Qué es y qué no es un touch válido
Un touch válido en touch rugby es cualquier contacto físico claro y controlado realizado por un defensor sobre el portador del balón. El contacto puede ser con una sola mano o con ambas, en cualquier parte del cuerpo del atacante. Lo que convierte el touch en infracción es el agarrón, el empujón o el contacto que impide o derriba al portador. La filosofía del touch rugby exige que el toque sea solo eso: un toque, no una interrupción física del movimiento del rival.
Posición del defensor para el touch
Un defensor bien posicionado puede realizar el touch sin comprometer su capacidad de volver a la línea defensiva. El objetivo es acercarse al portador de frente o ligeramente lateral, con las rodillas flexionadas y el centro de gravedad bajo. Este posicionamiento permite tocar y frenar el movimiento de forma simultánea, y luego girar rápidamente para volver a la posición defensiva correcta antes del siguiente movimiento atacante.
Timing del toque
El timing es crucial.

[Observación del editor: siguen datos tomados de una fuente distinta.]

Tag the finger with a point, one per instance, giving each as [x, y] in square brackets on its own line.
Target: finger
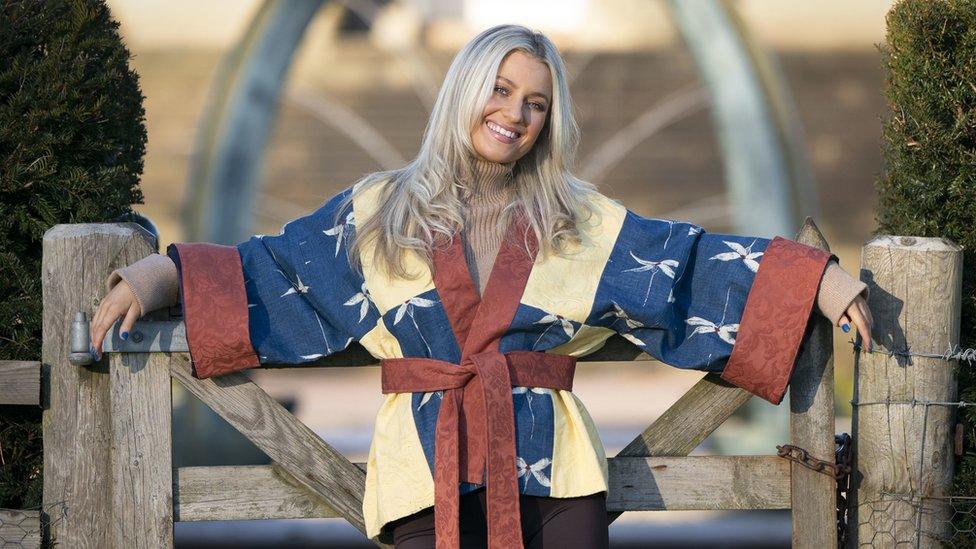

Un touch demasiado temprano, antes de que el portador haya recibido el balón correctamente, no es válido. Un touch demasiado tardío permite al atacante ganar metros extra antes de ser tocado. El defensor debe anticipar el movimiento del portador y acercarse en el momento justo en que este ya tiene el balón controlado pero antes de que pueda eludir el contacto.
Recuento de toques y responsabilidad del defensor
En touch rugby, el recuento de toques es responsabilidad compartida entre árbitro y jugadores. El defensor que realiza el touch debe anunciarlo claramente con «touch» para que el árbitro y ambos equipos puedan llevar el recuento correcto. Si el defensor no anuncia el touch, el árbitro puede no contabilizarlo, lo que perjudica al equipo defensor. Esta comunicación inmediata es parte de la técnica defensiva correcta.
Volver a la posición tras el touch
Tras realizar un touch, el defensor debe retirarse inmediatamente cinco metros hacia su propia línea de meta antes de participar de nuevo en el juego. No puede interceptar el pase de reinicio del atacante ni presionar al nuevo portador hasta haber completado este repliegue. Esta regla obliga a los defensores a gestionar su energía y a priorizar su posición defensiva colectiva sobre perseguir al portador individualmente.